Les exposés de la première année du séminaire consacré à la sémiotique de l’espace ont fait apparaître quelques lignes de force qu’il peut être utile de rappeler au moment d’aborder une seconde année sur la même problématique. Il ne s’agit nullement ici d’une synthèse, mais d’un document de travail qui peut éclairer les discussions à venir. Les organisateurs du séminaire avaient proposé que cette première année porte plutôt sur des questions d’ordre épistémologique et théorique, en réservant pour la seconde les interventions plus précisément centrées sur les domaines de spécialité des univers spatiaux. C’est en effet, peu ou prou, ce qui s’est passé. Et lorsque des exposés s’attachaient spécifiquement à des objets concrets relevant de la peinture, de l’architecture ou de l’urbanisme (cf. entre autres ceux de P. Boudon, de M. Hammad, de Ph. Nys ou de J. Petitot), c’est bien par les questions théoriques qu’ils soulevaient que leur apport s’est fait sentir.
Le texte d’intention du séminaire suggérait de centrer ces interrogations sur quatre grands domaines : celui qui avait été appelé la spatialité matricielle, l’espace assurant dans le langage la scénographie première du sens ; celui, ensuite, de la spatialité perceptive, concernant aussi bien les problèmes de cohésion et de fragmentation dans l’aperception que celui des relations de dépendance soumis à la rection du sujet sensible (à travers la question du point de vue par exemple) ou ceux, plus généralement, des modalités sensorielles de la saisie de l’espace sur un horizon sémio-phénoménologique ; puis, en troisième lieu, la question de la spatialité sémantisée, entre figuralité des traits, iconicité, figurativité et thématisation spatiales, avec en particulier cette question laissée en suspens des objets vagues, sans bords, comme les nuages, les halos, les reflets, les atmosphères et les « climats » ; et enfin, quatrième question, celle de la spatialité narrativisée et passionnée, peut-être transversale aux précédentes, qui concernait un domaine mieux balisé par les sémioticiens et qu’on peut résumer par le mot de clôture de Cl. Zilberberg : « Le syntagme ‘espace thymique’ apparaît, strictement mesuré, comme un pléonasme. » Question transversale et donc « matricielle » si on se réfère à l’affirmation de Cassirer : « Tout ce qui possède un sens s’enracine dans la couche de l’affect et de l’excitation sensible, et s’y ramène. »
Avec le recul, ces quatre directions esquissées apparaissaient comme un programme : on pourrait les lire en effet, l’une à la suite de l’autre, comme un parcours ordonné de saisie et d’appropriation de l’espace par le sujet. Mais là n’était pas le projet.
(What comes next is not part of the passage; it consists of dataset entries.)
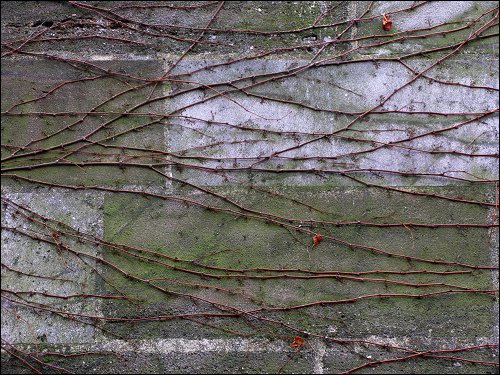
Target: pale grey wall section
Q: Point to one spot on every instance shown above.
(367, 82)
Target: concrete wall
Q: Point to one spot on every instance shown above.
(346, 136)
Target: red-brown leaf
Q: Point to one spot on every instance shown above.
(386, 22)
(317, 239)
Il ne s’agissait que d’une liste ouverte contenant des concepts, ou de thématisations suggérant des lieux particuliers de questionnement pour une problématique d’ensemble. Et on ne saurait les retenir, tels quels, pour rendre compte de ce qu’on peut considérer comme des avancées sémiotiques dans un champ déjà si profondément labouré. Ces avancées sont ici regroupées sous quatre titres de problèmes : (1) la mise en question de l’évidence de la spatialité, (2) les hypothèses d’une générativité pour une saisie articulée de l’espace, (3) la flexibilité et l’instabilité de l’espace comme signification, (4) l’interdéfinition de l’espace et de l’actantialité.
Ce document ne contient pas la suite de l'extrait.